O aprofundamento da crise política com o pedido de demissão de Sergio Moro do Ministério da Justiça e Segurança Pública foi retratado de maneira diversa para quem acompanhou os telejornais na noite de sexta-feira 24. Se na Globo, maior emissora do país, a demissão foi detalhada à exaustão, contribuindo para o desgaste do governo Bolsonaro, nos canais parceiros do Planalto, como Record e SBT, bem como na TV Brasil, que desde o golpe de 2016 sofre ataques à sua autonomia a ponto de se transformar, de pública, numa emissora chapa-branca, o tom foi bem mais ameno.

É cedo para dizer se a linha editorial dos canais vai mudar, mas nesta sexta pelo menos nenhuma saiu em defesa aberta de Bolsonaro contra os ataques de um ministro popular, que os meios de comunicação ajudaram a criar e que pode ser alçado ao status de candidato presidencial nas próximas eleições.

O Jornal da Record, por exemplo, ocupou pouco mais da metade da sua uma hora de duração relatando os pronunciamentos do Sergio Moro e do presidente Bolsonaro e mostrando as repercussões no país e na imprensa internacional do pedido de demissão do ministro da Justiça e da Segurança Pública, metade do tempo destinado pela Globo.

O telejornal abriu com nove minutos de trechos das declarações “do ministro mais popular de Jair Bolsonaro”. Em seguida, veio a matéria com as declarações feitas pelo Presidente da República, que “disse que nunca interferiu em investigações e acusou o ministro de usar o cargo para negociar uma vaga no Supremo Tribunal Federal”.

A Record destacou o fim do pronunciamento de Bolsonaro, no qual o presidente fala que sempre teve o povo brasileiro a seu lado, que Moro fez acusações infundadas, que tem “algo mais importante que biografia, que é o bem estar do povo e o futuro da nossa nação”, que não pode aceitar sua autoridade confrontada e que seguirá no combate à corrupção, dando, se necessário, seu sangue para defender a democracia e a liberdade.
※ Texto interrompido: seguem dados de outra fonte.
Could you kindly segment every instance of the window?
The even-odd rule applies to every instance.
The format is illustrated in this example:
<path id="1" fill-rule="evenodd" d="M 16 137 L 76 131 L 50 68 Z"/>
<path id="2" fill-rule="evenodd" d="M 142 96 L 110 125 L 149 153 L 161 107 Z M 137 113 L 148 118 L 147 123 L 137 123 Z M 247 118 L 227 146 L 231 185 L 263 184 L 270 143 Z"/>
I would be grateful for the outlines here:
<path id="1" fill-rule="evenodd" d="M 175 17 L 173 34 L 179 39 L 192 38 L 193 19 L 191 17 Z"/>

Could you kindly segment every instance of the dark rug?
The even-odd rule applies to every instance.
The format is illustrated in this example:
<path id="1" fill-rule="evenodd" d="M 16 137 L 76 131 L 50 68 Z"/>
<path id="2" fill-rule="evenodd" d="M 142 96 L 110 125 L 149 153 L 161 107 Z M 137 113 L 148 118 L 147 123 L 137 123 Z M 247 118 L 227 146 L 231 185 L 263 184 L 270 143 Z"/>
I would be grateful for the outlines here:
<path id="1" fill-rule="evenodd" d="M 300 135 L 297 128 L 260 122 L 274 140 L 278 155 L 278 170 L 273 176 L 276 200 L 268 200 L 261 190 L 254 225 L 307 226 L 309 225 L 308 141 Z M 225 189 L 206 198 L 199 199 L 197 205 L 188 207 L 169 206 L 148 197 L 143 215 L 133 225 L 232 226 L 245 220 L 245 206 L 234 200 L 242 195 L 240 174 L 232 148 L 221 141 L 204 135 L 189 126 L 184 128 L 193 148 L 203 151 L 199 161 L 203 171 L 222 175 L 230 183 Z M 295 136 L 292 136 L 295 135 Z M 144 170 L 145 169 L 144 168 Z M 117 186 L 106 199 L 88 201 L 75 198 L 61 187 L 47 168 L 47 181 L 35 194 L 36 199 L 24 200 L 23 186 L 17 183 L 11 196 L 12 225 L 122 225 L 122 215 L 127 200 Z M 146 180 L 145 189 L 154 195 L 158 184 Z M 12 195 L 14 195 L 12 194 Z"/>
Para contextualizar o tema, fez uma matéria mostrando que os desgastes de Moro com Bolsonaro começaram logo no início do governo, em 2019, e uma sobre possíveis nomes para substituir Moro e Valeixo. Num link ao vivo de Brasília, informou do pedido da Procuradoria Geral da República para que o Supremo investigue as declarações.

Numa narrativa cuidadosa, falou em “episódios que podem evidenciar crimes” e “lista de eventuais crimes”, mencionando obstrução da Justiça e corrupção passiva entre eles. No boletim econômico, relacionou a alta do dólar ao pedido de demissão de Moro. Mas não tratou dos pedidos de impeachment já protocolados contra Bolsonaro nem da relação da crise com as investigações da Polícia Federal envolvendo filhos do presidente.

Evitando narrativa mais decisiva, ao abordar os panelaços da tarde e as reações de juízes, governadores e do campo político, falou em “divisão de opiniões”. Nesse sentido, foi a única a trazer vídeos dos deputados bolsonaristas Carla Zambelli e Daniel Silveira, do PSL, com falas de apoio ao Presidente. “Foi um pronunciamento franco, claro e honesto, que tratou até de aspectos pessoais, de um homem que mostrou que tem zelo com o gasto público”, disse Zambelli na Record.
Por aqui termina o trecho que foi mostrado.